La visibilità datagli dal mainstream internazionale (il personaggio indubbiamente “buca il video”) ne hanno fatto ad oggi una figura di denuncia più simile a Greta Thunberg che a un Leader del Popolo sul piano interno, credibile nel candidarsi a governare il Paese e non solo a svelarne le corruzioni.

Con il suo clamoroso ritorno in Russia, Navalny cerca di riequilibrare questo sbilanciamento di immagine in vista di una più convinta discesa nella competizione elettorale.  Per farlo si smarca dal ruolo stretto di santino laico raffigurante il leader del dissenso in esilio da interpellare sul media Occidentali a seconda della critica del momento da muovere alla Russia, sul modello oramai superato di Garri Kasparov.

È prematuro dire quanto questa operazione avrà successo anche se i margini per una crescita interna dell’opposizione sono oggi maggiori che in passato, dato il delicato momento socio-economico che passa l’opinione pubblica russa.

Uscita provata da un annus horribilis che ha visto in contemporanea una grave crisi del Covid, il passaggio critico delle riforme costituzionali e una guerra del greggio (con ripercussioni sul rublo e sul bilancio dello Stato a scapito della piccola imprenditorialità), essa guarda al suo futuro con un senso di incertezza che risveglia antichi fantasmi recessivi.

Inoltre, la stessa dimestichezza e confidenza mostrata da Navalny nell’ “Operazione Ritorno”– per non dire delle riservate informazioni che svela nelle sue dettagliate inchieste anti-corruzione – autorizzano a ipotizzare che egli goda di coperture all’interno dello stesso Deep State contro cui si scaglia.
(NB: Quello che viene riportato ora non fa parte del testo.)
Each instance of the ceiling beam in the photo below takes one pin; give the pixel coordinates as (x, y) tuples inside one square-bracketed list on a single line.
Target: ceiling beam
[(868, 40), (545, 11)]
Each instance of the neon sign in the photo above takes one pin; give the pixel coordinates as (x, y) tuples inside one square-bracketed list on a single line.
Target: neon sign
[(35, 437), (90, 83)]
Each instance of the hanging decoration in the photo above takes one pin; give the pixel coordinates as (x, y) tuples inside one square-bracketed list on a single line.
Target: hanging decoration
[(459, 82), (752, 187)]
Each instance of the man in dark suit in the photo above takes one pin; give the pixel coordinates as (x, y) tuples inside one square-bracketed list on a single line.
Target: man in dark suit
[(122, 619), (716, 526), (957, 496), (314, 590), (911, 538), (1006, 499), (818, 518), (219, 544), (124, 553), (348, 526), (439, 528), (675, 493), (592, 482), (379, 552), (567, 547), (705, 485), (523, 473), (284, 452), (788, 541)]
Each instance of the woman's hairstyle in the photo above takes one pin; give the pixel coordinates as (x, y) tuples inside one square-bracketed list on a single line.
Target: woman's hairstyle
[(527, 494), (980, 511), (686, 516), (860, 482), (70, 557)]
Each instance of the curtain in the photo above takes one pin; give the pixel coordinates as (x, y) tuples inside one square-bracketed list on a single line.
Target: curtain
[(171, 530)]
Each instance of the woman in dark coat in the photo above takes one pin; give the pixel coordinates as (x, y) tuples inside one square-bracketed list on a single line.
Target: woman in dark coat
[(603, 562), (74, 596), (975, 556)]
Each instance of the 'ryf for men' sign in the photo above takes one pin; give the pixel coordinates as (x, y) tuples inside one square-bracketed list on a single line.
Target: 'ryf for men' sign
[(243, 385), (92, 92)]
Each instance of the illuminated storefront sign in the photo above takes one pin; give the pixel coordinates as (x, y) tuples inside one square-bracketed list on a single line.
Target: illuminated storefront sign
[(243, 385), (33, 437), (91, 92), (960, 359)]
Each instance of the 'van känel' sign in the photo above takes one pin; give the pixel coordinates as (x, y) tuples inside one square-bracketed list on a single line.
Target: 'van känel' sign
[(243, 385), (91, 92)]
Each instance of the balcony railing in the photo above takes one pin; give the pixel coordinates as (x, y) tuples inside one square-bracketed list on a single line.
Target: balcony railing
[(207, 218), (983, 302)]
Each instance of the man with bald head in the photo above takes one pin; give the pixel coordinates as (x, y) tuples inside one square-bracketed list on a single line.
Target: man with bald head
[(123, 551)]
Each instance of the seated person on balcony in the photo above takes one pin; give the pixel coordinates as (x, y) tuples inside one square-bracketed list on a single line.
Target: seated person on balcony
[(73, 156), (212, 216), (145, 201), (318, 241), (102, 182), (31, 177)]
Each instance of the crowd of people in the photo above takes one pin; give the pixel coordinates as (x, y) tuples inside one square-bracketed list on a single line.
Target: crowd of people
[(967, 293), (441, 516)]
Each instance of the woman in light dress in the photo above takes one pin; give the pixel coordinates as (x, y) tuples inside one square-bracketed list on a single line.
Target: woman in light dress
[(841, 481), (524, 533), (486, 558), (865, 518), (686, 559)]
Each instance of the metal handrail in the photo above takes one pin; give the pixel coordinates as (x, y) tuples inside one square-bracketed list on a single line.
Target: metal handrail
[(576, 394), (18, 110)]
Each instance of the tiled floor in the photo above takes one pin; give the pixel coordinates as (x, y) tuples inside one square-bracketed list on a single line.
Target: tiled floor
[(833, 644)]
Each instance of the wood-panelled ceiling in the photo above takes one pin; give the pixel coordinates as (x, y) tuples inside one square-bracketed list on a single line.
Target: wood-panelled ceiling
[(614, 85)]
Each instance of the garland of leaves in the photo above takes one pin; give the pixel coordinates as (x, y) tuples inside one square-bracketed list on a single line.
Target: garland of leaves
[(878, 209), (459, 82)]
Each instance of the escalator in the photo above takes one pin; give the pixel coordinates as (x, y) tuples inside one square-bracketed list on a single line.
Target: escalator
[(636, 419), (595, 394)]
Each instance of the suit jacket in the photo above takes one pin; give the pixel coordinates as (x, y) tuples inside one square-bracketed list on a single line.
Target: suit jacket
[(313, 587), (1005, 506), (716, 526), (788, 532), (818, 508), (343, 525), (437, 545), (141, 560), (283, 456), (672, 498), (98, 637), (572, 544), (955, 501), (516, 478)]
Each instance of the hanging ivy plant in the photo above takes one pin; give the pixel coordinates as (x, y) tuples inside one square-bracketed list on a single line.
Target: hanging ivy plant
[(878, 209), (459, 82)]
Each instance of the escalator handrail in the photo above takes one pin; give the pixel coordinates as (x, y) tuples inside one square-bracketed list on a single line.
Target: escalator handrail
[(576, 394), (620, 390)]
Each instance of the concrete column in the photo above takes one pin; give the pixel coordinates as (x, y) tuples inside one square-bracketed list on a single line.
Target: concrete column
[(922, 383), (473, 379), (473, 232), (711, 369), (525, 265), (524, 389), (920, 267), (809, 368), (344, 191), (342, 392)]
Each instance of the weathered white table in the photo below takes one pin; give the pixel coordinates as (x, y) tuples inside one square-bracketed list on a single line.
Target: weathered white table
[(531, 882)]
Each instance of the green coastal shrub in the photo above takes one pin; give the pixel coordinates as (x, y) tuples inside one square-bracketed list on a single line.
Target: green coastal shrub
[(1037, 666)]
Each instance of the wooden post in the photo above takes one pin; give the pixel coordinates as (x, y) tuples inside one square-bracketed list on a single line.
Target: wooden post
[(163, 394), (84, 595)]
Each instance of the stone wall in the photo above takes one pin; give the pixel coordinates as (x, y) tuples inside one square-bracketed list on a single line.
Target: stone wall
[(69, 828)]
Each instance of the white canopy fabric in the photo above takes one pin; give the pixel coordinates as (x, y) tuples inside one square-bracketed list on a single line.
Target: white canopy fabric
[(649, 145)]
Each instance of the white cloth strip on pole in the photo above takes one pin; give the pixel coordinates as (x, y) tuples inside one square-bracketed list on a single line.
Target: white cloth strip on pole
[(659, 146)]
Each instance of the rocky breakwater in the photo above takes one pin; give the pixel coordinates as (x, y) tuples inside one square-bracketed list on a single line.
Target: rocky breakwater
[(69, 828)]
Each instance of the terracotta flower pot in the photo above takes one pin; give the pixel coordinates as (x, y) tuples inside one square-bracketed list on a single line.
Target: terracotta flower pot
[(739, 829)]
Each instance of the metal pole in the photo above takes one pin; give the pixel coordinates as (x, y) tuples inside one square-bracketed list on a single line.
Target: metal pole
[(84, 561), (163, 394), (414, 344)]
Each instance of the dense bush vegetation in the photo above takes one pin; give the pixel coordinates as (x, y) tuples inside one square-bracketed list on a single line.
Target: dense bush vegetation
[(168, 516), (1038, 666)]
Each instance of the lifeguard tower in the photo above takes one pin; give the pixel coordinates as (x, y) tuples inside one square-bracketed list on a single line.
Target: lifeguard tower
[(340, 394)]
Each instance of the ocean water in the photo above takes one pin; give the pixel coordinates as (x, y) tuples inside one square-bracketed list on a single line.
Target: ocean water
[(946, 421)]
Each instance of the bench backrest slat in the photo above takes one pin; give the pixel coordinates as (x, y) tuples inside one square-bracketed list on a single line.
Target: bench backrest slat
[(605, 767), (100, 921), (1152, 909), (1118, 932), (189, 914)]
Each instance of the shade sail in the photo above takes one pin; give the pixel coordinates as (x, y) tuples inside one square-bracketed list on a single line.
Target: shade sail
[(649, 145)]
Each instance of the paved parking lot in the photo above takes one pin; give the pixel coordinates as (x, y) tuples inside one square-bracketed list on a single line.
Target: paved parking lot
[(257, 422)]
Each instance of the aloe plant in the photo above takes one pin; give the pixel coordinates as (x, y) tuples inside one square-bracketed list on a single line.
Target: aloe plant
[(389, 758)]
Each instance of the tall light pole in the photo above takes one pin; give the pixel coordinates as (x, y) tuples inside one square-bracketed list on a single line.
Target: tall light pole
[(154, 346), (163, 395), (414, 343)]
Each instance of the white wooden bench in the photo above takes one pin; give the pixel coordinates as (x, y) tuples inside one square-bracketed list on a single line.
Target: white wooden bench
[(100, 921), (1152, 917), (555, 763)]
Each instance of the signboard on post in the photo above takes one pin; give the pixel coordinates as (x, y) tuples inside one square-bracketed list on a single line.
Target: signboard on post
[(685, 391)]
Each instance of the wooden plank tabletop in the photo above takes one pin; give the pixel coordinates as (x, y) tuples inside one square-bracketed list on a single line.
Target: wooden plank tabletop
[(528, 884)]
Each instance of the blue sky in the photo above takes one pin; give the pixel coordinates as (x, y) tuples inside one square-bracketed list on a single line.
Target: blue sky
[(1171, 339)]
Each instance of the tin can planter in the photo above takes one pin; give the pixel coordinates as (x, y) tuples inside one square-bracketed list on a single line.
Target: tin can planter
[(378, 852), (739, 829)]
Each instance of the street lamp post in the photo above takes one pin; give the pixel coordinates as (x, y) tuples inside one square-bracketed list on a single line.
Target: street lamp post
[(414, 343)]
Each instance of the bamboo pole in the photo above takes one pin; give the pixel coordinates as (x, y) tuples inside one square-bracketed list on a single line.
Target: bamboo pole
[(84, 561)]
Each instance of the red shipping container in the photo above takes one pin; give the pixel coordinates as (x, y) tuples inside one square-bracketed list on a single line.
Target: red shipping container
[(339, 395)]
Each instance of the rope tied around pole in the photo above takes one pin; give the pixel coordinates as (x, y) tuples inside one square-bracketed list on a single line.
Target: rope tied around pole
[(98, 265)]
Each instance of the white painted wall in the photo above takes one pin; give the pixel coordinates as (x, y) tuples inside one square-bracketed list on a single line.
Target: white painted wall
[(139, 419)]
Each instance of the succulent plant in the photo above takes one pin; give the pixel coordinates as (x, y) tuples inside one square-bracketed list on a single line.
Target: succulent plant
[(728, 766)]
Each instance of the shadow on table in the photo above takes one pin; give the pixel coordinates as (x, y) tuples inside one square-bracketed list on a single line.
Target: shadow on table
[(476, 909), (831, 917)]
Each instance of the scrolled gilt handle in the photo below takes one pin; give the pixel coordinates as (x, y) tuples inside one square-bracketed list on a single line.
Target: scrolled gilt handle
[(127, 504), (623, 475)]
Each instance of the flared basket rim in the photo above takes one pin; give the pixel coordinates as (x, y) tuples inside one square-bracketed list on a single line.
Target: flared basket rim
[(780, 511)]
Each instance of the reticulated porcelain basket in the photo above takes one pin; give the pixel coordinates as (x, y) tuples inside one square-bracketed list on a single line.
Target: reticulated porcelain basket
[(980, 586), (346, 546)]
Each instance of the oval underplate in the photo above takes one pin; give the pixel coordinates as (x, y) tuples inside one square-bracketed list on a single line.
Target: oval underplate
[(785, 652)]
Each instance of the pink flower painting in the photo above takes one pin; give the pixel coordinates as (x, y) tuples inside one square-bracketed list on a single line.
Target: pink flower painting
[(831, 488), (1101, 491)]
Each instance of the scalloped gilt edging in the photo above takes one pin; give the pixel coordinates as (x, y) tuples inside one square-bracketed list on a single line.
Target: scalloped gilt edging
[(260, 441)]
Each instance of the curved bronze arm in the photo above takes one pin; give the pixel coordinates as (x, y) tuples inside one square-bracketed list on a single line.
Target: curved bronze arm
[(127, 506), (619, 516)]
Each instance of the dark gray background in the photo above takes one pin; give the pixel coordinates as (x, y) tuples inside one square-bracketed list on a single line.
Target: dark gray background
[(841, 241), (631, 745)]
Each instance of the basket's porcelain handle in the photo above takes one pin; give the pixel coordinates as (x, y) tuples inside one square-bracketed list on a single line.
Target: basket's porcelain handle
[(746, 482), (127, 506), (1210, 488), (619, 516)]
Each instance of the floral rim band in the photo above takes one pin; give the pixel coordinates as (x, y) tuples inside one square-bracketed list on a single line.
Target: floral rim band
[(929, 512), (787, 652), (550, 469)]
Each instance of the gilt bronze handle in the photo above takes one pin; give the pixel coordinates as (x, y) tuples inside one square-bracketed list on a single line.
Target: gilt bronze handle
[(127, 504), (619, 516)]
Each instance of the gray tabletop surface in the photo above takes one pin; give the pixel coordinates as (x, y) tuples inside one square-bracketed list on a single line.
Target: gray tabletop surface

Che ne farebbero uno strumento, forse inconsapevole, nello scontro interno ad una leadership tecnocratica in perenne posizionamento per il dopo-Vladimir Putin, che non potrà essere in eterno una panacea per risolvere ogni contraddizione interna al sistema politico russo.

Il cui carisma, come del resto anche quello di Navalny, ha sofferto l’effetto depotenziante di un anno politico, per colpa del virus, vissuto a distanza dalle proprie masse di riferimento. E che, con una dose di amaro sarcasmo, potremmo soprannominare “Stagione della PAD (Politica a Distanza)”.